Сам сатана нальет нам вина.
Ночь для страстей дана!
Таких романсов я знал много и при любых случаях пел их с удовольствием, но это было удовольствие только для себя; едва я начинал петь дома, на Васильевском, ребята сердились и просили замолчать. А здесь я мог голосить сколько угодно. Потом я прервал пение. Я вдруг почувствовал, что под холодной водой тело словно тянется вверх, будто стебель, будто я расту у себя на глазах. На мгновенье в меня вступила такая легкость, какая бывает, когда летаешь во сне. Но тут это было наяву, и вся жизнь была наяву.
Я оделся в домашнее, повесил комбинезон в шкафчик, попрощался со Степановым — ему предстояло дежурить до закрытия горна. Степанов взглянул на толстую книгу «Часовъ-Ярские глины» и сказал:
— Ну, сегодня книг тебе не читать, сегодня спать будешь как колода… В библиотеке взял, у новой библиотекарши?
— Да, — ответил я. — А что?
— Еще один читатель объявился, — не без ехидства молвил Степанов. — Посадить бы туда какую старушку божию, живо бы половина читателей отшилась.
— Ничего, она и сама отшивать их умеет, — заметил мой сменщик Моргунов. — Девушка самостоятельная, к ней не подкатишься.
— А я и не подкатываюсь. Может, у меня в Ленинграде девушек — хоть засыпься.
— Заливай! — буркнул Степанов и, обратясь к Моргунову, сказал: — А ну, подкинем-ка по десять палок!
Теперь я чуть ли не каждый день наведывался в библиотеку. Чтобы был предлог для этого, я брал самые умные и толстые технические книги, но возвращал их не читая. И учебники, взятые из Ленинграда, тоже аккуратной стопкой лежали на месте. Да и «Самоотчет №1» не продвинулся ни на строчку. Зато каждый день перед сном я вытаскивал из-под подушки «Мир приключений» и читал его, пока не слипались глаза.

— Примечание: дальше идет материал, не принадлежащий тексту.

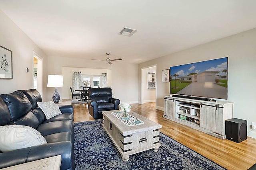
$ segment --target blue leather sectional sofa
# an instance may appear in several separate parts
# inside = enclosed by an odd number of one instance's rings
[[[40,132],[48,143],[6,152],[0,151],[0,169],[61,155],[60,169],[74,169],[73,106],[60,106],[63,114],[46,119],[37,104],[37,102],[41,101],[41,95],[36,89],[0,95],[0,126],[31,127]]]

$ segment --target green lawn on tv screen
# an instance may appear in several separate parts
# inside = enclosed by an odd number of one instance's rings
[[[176,94],[178,92],[181,90],[183,88],[185,88],[188,86],[190,84],[190,83],[180,83],[180,82],[178,81],[176,81],[176,87],[178,87],[178,88],[176,88],[176,89],[173,89],[173,88],[175,87],[175,81],[171,81],[170,83],[170,88],[171,88],[171,93]]]
[[[219,86],[222,86],[222,87],[228,88],[228,80],[220,80],[219,82],[220,83],[224,83],[223,84],[217,84]]]

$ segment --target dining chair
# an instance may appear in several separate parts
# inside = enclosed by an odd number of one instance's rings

Когда я заставал Лелю в библиотеке одну, у меня развязывался язык. Я рассказывал ей о себе, о своих друзьях. Иногда я немного привирал. Не в свою пользу, а просто чтоб было интереснее. Леля о себе говорила меньше, однако я уже знал, что после школы она держала в университет на биологический, провалила, затем пошла на чертежные краткосрочные курсы и недолго работала в конструкторском бюро, потом временно устроилась на заводе — здесь ее тетка замужем за главным инженером. Тут ее временно зачислили на должность чертежника-архивариуса, но сразу же перевели в библиотеку: здешняя библиотекарша только что ушла на пенсию. В будущем Леля будет снова держать в университет. Мать ее умерла много лет тому назад, а отец где-то в Сибири, он геолог.